Artist Video Various Artists "Joy of Living: A Tribute to Ewan MacColl", Cooking Vinyl, 2015

James Henry Miller (25 January 1915 – 22 October 1989), better known by his stage name Ewan MacColl, was a Scottish folk singer, songwriter, communist, labour activist, actor, poet, playwright, and record producer. He was thrice married: to theatre director Joan Littlewood; to Jean Newlove, with whom he had two children, including the singer/songwriter Kirsty MacColl; and to American folksinger Peggy Seeger, with whom he had three children, Kitty, Calum and Neill. He collaborated with Littlewood in the theatre, and with Seeger in folk music.

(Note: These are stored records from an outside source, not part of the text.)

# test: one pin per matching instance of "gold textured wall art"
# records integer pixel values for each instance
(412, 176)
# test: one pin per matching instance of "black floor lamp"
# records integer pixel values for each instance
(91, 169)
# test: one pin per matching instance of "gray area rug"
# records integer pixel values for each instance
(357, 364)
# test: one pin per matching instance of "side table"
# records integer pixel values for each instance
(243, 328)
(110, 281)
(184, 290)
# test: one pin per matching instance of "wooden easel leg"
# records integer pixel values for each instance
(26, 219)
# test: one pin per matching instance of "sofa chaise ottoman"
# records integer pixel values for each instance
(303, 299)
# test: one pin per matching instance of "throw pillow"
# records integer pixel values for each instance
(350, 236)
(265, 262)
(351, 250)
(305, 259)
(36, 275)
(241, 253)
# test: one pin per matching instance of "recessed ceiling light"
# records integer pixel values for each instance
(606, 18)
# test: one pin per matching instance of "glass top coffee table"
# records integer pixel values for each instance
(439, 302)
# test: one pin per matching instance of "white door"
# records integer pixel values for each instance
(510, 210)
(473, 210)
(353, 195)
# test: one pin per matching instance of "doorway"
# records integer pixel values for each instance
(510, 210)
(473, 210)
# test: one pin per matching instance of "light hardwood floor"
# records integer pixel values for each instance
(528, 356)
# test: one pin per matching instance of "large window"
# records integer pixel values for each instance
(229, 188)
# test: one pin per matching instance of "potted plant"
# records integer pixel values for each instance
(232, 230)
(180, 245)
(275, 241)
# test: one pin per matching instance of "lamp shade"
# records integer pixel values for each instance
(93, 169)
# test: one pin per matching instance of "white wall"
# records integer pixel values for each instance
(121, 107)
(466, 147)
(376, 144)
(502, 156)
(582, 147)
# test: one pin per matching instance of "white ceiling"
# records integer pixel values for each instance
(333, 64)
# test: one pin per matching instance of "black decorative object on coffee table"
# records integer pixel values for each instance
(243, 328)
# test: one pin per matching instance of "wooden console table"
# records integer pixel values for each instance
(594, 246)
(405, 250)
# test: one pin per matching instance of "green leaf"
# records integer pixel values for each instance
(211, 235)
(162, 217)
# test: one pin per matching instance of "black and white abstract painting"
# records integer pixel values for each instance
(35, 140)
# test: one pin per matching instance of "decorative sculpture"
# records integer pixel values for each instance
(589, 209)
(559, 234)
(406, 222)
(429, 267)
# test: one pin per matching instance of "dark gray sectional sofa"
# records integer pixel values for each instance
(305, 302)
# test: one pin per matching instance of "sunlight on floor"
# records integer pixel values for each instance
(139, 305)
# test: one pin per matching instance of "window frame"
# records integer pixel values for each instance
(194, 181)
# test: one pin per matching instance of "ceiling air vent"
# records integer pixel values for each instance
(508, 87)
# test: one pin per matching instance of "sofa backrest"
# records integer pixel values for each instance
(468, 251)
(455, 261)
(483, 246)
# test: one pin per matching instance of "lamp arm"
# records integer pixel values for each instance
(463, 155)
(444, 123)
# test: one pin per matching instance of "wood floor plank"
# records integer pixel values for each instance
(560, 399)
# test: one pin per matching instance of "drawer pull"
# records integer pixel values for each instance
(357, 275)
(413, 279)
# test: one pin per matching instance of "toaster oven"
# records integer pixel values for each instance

Early life and early career

Ewan MacColl

Artist Video Ewan MacColl @ FolkWorld:
FW#6, #35, #47, #40

www.ewanmaccoll.co.uk

MacColl was born as James Henry Miller at 4 Andrew Street, in Broughton, Salford in North West England, to Scottish parents, William Miller and Betsy (née Henry), both socialists. William Miller was an iron moulder and militant trade unionist who had moved to Salford with his wife, a charwoman, to look for work after being blacklisted in almost every foundry in Scotland. James Miller was the youngest and only surviving child in the family of three sons and one daughter (one of each sex was stillborn and one son died at the age of four). They lived amongst a group of Scots and Jimmy was brought up in an atmosphere of fierce political debate interspersed with the large repertoire of songs and stories his parents had brought from Scotland. He was educated at Grecian Street School in Salford. He left school in 1930 after an elementary education, during the Great Depression and, joining the ranks of the unemployed, began a lifelong programme of self-education whilst keeping warm in the Manchester Public Library. During this period he found intermittent work in a number of jobs and also made money as a street singer.

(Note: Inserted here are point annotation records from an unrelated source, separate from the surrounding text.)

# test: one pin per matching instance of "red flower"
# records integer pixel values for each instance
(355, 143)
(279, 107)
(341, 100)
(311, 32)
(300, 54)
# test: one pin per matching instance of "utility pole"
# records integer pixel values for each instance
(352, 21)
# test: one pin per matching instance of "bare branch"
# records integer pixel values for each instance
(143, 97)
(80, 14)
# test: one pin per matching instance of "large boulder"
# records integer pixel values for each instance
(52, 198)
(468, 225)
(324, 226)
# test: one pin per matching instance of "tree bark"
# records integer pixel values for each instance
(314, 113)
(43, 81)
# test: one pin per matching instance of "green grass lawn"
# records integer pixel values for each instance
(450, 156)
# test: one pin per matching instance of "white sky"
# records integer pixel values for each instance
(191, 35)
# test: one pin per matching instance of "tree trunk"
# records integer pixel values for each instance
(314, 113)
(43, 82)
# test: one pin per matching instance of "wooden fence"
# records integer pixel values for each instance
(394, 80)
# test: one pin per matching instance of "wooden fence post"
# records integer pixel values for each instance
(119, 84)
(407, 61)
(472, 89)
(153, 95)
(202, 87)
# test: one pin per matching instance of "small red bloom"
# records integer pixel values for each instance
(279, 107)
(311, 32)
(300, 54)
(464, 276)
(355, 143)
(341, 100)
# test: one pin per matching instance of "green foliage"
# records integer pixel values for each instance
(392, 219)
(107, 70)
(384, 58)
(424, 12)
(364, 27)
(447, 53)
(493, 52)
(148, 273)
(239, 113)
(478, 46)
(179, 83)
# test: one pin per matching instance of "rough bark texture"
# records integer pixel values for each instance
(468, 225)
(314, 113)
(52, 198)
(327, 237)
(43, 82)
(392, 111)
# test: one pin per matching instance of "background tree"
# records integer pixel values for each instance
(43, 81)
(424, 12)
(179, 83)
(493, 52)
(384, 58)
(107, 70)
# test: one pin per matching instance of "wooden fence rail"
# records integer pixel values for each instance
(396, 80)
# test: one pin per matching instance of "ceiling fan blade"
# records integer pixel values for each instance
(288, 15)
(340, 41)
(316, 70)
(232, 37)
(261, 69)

He joined the Young Communist League and a socialist amateur theatre troupe, the Clarion Players. He began his career as a writer helping produce, and contributing humorous verse and skits to some of the Communist Party's factory papers. He was an activist in the unemployed workers campaigns and the mass trespasses of the early 1930s. One of his best-known songs, "The Manchester Rambler", was written after the pivotal mass trespass of Kinder Scout. He was responsible for publicity in the planning of the trespass.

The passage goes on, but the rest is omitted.